Breast augmentation with saline or silicone implants has become an increasingly popular option for women either born with a small chest of for those who suffer from the effects of child birth or have gained and then lost a lot of weight. Breast imperfections compiled with the societal preference for a larger bust have caused the most frequently performed surgeries done by plastic surgeons to be the breast augmentation. The operation can be a challenge to perform as there are a number of decisions the patient and surgeon must make to obtain the best results.
The first and most basic decision is the choice of breast size and the possible need for a breast lift or mastopexy in addition to augmentation.
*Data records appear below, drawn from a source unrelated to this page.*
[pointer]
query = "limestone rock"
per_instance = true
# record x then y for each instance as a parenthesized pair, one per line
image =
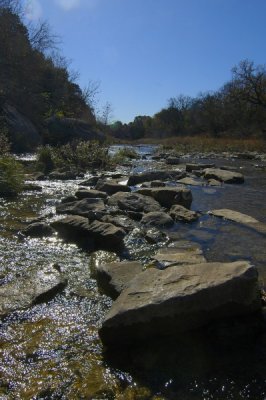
(111, 187)
(90, 194)
(148, 176)
(114, 277)
(182, 253)
(180, 213)
(190, 181)
(100, 235)
(134, 202)
(36, 286)
(157, 218)
(168, 195)
(197, 167)
(223, 175)
(234, 216)
(38, 229)
(179, 299)
(89, 207)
Next, the type of implant should be explored. Some people desire the “natural” feel of silicone implants and others prefer the improved projection and lifting obtained with saline implants. The surgeon will usually recommend that the implants be placed in the sub-muscular position (beneath the pectoralis muscle) although on very rare occasions sub-mammary (beneath the breast tissue and on top of the pectoralis muscle) placement may be indicated.
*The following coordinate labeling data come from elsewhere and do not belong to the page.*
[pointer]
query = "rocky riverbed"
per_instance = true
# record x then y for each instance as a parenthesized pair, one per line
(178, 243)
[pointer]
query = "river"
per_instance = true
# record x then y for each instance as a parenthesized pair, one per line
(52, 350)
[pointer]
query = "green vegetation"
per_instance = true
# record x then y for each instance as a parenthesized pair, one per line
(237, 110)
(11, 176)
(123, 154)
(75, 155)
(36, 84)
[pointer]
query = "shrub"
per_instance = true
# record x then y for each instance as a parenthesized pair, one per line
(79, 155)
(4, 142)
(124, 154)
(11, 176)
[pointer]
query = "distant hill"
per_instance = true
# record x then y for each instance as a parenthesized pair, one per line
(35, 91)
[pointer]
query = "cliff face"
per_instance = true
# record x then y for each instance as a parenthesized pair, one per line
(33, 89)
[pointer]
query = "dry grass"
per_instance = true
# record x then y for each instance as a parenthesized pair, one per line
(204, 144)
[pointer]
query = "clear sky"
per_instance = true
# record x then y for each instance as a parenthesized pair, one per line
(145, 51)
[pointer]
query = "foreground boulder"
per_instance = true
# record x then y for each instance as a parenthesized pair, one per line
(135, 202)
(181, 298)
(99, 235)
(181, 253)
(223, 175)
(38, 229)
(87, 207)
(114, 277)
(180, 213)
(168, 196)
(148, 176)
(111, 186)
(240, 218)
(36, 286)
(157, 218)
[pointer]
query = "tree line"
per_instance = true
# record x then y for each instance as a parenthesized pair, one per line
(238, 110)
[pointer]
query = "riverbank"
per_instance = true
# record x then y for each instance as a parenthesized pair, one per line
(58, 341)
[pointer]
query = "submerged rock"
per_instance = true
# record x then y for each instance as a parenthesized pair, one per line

Finally, the incision location is discussed. There are basically four different incisions available: axillary (armpit), peri-areolar (around the nipple/areola), infra-mammary (under the breast), and umbilical (through the belly button). Most surgeons will know 2 or 3 of these approaches with the “TUBA” or trans-umbilical approach being the least performed incision. In many instances the trans-axillary is recommended due to its location in the armpit away from the breast itself, the quality of the scar in the hair-bearing skin of the trans-axillary and the fact that early implant manipulation to keep the implants in position perfectly in the sub-muscular pocket without putting pressure on the breast incision.
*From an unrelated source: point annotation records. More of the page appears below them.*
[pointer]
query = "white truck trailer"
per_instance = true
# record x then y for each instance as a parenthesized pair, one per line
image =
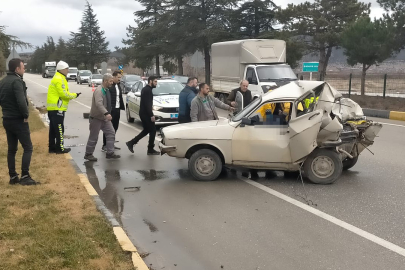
(262, 62)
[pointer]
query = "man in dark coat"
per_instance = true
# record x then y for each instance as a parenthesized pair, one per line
(14, 104)
(147, 118)
(117, 105)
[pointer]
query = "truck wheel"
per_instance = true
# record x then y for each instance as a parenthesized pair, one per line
(205, 165)
(129, 118)
(323, 166)
(348, 163)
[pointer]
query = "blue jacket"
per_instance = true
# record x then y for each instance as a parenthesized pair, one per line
(185, 98)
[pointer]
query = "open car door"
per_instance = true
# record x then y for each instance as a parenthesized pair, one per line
(304, 127)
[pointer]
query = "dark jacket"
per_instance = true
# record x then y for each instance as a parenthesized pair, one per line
(145, 109)
(185, 98)
(13, 97)
(247, 96)
(100, 103)
(113, 93)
Price shopping breast augmentation is a calculated risk as one is shopping a general anesthetic also. New plastic surgeons performing breast augmentation are generally a “one trick pony.” That is, they tend to offer implants and rarely breast lifts (which are harder to do), nor do they offer a selection of breast incisions as the infra-mammary incision seems to be the easiest for the amateur surgeon to perform.
The caveat is to always check the credentials of your surgeon as there are no “weekend” courses to teach breast augmentation. Also, beware of the “less is more” argument. That is, minimal training as a “cosmetic surgeon” is somehow better than completing a full plastic surgeon residency resulting in American Board of Plastic Surgery Board Certification as a REAL Plastic Surgeon. Breast augmentation gone wrong is very difficult to reconstruct and shopping for the cheapest surgeon does not guarantee board certification, clinical judgment, or experience.